During daylight hours, streams of solar energy enter the planet's surface. Scientists and engineers have long figured out how to use it. Solar panels can convert the energy of the daylight. Their effectiveness is still far from ideal, but over time it will increase thanks to the work of specialists.
Instructions
Step 1
The work of a solar cell is based on the physical properties of semiconductor cells. The photons of light knock out electrons from the outer radius of the atoms. In this case, a significant number of free electrons are formed. If you now close the circuit, an electric current will flow through it. However, it is too small to be limited to the use of one or two photocells.
Step 2
Typically, individual components are combined into a system to form a battery. Several such batteries are used to form modules. The more solar cells are connected together, the higher the efficiency of the technical system. The position of the solar battery relative to the luminous flux is also important. The amount of energy directly depends on the angle at which the sun's rays fall on the photocells.
Step 3
One of the main performance characteristics of a solar cell is the coefficient of performance (COP).
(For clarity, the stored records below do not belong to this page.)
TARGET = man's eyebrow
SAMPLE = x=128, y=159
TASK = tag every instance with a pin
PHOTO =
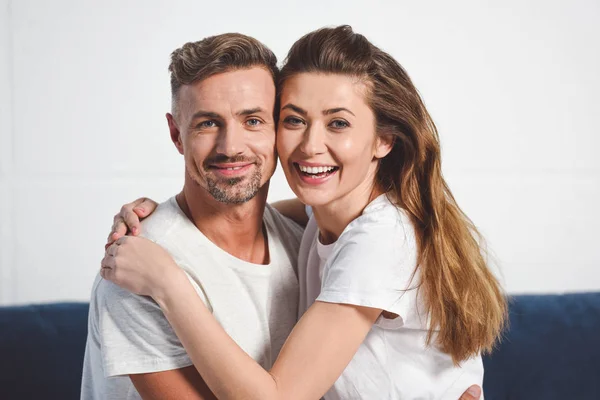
x=250, y=111
x=338, y=109
x=295, y=108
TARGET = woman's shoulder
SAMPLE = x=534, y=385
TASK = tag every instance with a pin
x=381, y=220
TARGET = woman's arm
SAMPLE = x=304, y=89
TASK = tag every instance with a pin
x=294, y=209
x=313, y=357
x=316, y=353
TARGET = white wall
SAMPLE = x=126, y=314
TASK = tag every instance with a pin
x=513, y=88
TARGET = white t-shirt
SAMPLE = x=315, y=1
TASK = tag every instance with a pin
x=256, y=304
x=371, y=264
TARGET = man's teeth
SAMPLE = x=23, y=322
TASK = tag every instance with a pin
x=315, y=170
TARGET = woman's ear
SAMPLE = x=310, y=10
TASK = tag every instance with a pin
x=384, y=145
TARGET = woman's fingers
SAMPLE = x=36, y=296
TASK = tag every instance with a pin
x=145, y=207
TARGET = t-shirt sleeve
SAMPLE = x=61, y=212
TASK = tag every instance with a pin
x=372, y=266
x=135, y=336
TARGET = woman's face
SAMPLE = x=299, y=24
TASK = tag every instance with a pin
x=326, y=138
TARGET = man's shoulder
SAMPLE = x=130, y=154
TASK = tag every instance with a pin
x=167, y=217
x=113, y=299
x=285, y=227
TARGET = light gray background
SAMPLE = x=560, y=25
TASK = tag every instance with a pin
x=513, y=86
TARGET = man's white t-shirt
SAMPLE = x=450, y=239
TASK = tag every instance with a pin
x=257, y=305
x=371, y=264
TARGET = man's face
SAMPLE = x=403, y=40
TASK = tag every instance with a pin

It is defined as the result of dividing the power of the received energy by the power of the luminous flux that falls on the working surface of the battery. To date, the efficiency of solar cells used in practice ranges from 10 to 25 percent.
Step 4
In the fall of 2013, there were reports in the press that German engineers managed to create an experimental photocell, the efficiency of which is approaching 45%. To achieve such incredible performance for a standard solar array, the designers had to use a four-story photocell layout. This increased the total number of useful semiconductor junctions.
Step 5
Experts have calculated that in the future it will be possible to achieve higher efficiency rates, up to 85%. What is the reason for the current battery lag behind the design characteristics? The difference between real figures and theoretically possible indicators is explained by the properties of the materials used to make batteries. Panels are usually made of silicon, which can only absorb infrared radiation. But the energy of ultraviolet rays is almost never used.
Step 6
One of the ways to improve the efficiency of solar cells is the use of multilayer structures. Such a module includes several thin layers made of dissimilar materials. In this case, the substances are selected so that the layers are matched from the point of view of energy absorption. In theory, such multi-layer "cakes" can provide efficiency up to almost 90%.
Step 7
Another promising direction of development is the use of panels made of silicon monocrystals. Unfortunately, this material is still much more expensive than polycrystalline analogs. Thus, in order to improve the efficiency of solar cells, it is necessary to make the design more expensive, which increases the payback period.